With this approach, the spirit of the Rule of Zero remains: classes that don't manage resources should be designed so that the compiler-generated functions for copying, moving, and destruction do the right things. But instead of expressing this by not declaring those functions, it's expressed by declaring them explicitly and equally explicitly opting in to the compiler-generated implementations.

What do you think? Does this advice make sense? Should the Rule of Zero perhaps be the Rule of the Five defaults?



Saturday, March 8, 2014

If braced initializers have no type, why is the committee so insistent on deducing one for them?

I'm one Item away from having five full draft chapters for my book on effective use of C++11 and C++14. That's one Item away from being about 75% done. I'd really like to get that Item behind me.

The prospective Item title is "Distinguish () and {} when creating objects." I've put off writing it for months, because, frankly, I think the technical situation is a mess, and the advice I have isn't as helpful as I'd like. There are a number of aspects to the mess, but part of the problem is that a braced initializer such as "{ 10, 20, 30}" has no type, yet the C++11 and C++14 standards insist on deducing one for it. But only sometimes. Not always. Not for template arguments. Not for function return types. Not for auto parameters to lambda expressions. Only for auto variables. Which is why this is the case:

auto x = { 5 };    // "{ 5 }" has no type,
                   // but x's type is std::initializer_list

In this area, the standard makes no distinction between copy initialization (using "=", as in the example above) and direct initialization (without "=", as in the example on the next line), so:

auto y { 5 };      // y's type is also std::initializer_list

I've never understood why there's a special type deduction rule for braced initializers in the context of an auto variable, but, hey, I'm just a grunt on the ground.
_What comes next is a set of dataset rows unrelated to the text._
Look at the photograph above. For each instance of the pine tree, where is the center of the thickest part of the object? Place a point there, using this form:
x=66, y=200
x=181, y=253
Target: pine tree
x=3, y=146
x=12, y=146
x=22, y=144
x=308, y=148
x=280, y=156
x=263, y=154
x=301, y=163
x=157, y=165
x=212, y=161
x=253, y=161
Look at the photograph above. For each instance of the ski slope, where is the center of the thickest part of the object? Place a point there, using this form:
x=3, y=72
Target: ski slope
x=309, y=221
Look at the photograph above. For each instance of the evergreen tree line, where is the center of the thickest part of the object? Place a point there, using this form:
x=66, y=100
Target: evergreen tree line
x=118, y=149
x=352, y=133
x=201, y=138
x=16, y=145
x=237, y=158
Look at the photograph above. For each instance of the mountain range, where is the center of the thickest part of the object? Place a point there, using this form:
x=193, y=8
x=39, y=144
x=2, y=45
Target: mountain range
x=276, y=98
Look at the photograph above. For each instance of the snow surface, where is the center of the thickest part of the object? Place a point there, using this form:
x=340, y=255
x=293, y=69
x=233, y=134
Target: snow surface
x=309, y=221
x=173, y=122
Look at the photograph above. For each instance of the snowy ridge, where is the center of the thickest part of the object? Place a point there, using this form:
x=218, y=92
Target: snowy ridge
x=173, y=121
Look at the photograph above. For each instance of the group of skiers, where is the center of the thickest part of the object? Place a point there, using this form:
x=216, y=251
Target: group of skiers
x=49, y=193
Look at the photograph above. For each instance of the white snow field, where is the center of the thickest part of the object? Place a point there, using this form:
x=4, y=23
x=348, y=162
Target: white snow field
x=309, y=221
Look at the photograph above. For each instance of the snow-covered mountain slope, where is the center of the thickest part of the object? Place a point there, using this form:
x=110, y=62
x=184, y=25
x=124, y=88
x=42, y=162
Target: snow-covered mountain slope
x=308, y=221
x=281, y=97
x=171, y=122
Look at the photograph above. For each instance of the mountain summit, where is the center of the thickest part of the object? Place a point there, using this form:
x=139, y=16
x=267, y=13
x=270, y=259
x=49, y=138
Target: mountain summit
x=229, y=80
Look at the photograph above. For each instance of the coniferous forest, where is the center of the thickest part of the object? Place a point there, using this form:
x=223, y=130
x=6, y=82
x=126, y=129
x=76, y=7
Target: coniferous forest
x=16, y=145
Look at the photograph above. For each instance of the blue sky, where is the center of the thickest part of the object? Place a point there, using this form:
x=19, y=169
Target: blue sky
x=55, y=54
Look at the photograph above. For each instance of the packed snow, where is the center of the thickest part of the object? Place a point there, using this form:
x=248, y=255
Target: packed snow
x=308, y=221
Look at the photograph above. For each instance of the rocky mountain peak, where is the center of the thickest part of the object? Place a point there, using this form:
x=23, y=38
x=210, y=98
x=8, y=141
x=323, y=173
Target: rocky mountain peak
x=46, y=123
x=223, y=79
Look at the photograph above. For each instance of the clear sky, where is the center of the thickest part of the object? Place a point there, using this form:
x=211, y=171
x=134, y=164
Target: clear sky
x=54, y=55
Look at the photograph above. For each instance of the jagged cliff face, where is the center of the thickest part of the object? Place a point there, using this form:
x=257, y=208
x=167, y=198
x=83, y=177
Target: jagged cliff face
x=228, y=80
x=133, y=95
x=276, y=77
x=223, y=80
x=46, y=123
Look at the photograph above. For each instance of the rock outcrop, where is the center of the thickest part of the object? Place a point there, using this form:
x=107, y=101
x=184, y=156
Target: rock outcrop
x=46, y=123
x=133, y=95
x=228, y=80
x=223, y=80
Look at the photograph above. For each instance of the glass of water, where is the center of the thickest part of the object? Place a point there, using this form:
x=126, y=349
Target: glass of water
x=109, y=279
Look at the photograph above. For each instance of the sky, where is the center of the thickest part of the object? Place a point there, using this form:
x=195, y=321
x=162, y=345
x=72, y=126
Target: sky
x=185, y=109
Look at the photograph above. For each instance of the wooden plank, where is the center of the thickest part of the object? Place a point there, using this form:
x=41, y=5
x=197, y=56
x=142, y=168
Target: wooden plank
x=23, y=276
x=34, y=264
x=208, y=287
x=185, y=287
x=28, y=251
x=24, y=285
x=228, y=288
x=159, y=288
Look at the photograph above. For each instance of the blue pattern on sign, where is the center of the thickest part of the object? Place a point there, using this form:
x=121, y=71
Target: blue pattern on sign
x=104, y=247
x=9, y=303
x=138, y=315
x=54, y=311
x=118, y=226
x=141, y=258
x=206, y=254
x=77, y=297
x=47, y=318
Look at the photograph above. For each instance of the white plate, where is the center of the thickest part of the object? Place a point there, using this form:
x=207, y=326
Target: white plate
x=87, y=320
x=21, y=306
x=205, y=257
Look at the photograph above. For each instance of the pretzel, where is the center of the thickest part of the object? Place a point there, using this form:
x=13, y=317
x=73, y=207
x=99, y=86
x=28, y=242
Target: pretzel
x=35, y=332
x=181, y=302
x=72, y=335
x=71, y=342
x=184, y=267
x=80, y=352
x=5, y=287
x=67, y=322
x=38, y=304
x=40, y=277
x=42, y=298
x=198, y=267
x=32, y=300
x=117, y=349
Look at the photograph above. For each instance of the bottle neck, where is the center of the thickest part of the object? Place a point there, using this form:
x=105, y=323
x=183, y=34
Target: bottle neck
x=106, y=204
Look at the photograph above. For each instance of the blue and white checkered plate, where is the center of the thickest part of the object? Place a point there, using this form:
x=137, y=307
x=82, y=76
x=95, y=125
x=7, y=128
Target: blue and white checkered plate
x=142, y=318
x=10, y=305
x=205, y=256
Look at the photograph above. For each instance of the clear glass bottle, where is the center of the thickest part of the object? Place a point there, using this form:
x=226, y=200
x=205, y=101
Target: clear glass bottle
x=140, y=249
My job isn't to make the rules, it's to report them. 

There's an Item in my draft book devoted to the interaction of auto variables and braced initializers, because that interaction confuses everybody. Even so-called experts like me and Herb Sutter have known the thrill of publishing blog posts with incorrect code, because we forgot that 

int x1 = 5;
int x2(5);
int x3{ 5 };
int x4 = { 5 };

all do the same thing, but

auto x1 = 5;       // deduced type is int
auto x2(5);        // deduced type is int
auto x3{ 5 };      // deduced type is std::initializer_list
auto x4 = { 5 };   // deduced type is std::initializer_list


The committee is not unaware of this issue. The abstract for N3681 says, "This paper proposes to change a brace-initialized auto to not deduce to an initializer list..." That is, it proposes getting rid of type deduction for a construct that doesn't have a type and thereby eliminating a provision of C++ that confuses everybody. (As you can probably tell, I'm in favor of this proposal.)

The successors to N3681, N3912 and N3922, propose getting rid of this behavior only for direct initialization, thus introducing, in my view, even more confusion into an area that already has plenty. Under the proposed new rules, this would be the situation:

auto x1 = 5;      // deduced type is int
auto x2(5);       // deduced type is int
auto x3{ 5 };     // deduced type is int
auto x4 = { 5 };  // deduced type is std::initializer_list

Can somebody please explain to me why it' s so important to have a special rule for deducing a type for a braced initializer list for auto variables using copy initialization, but not important enough for auto variables using direct initialization, auto parameters to lambda expressions, or auto function return types?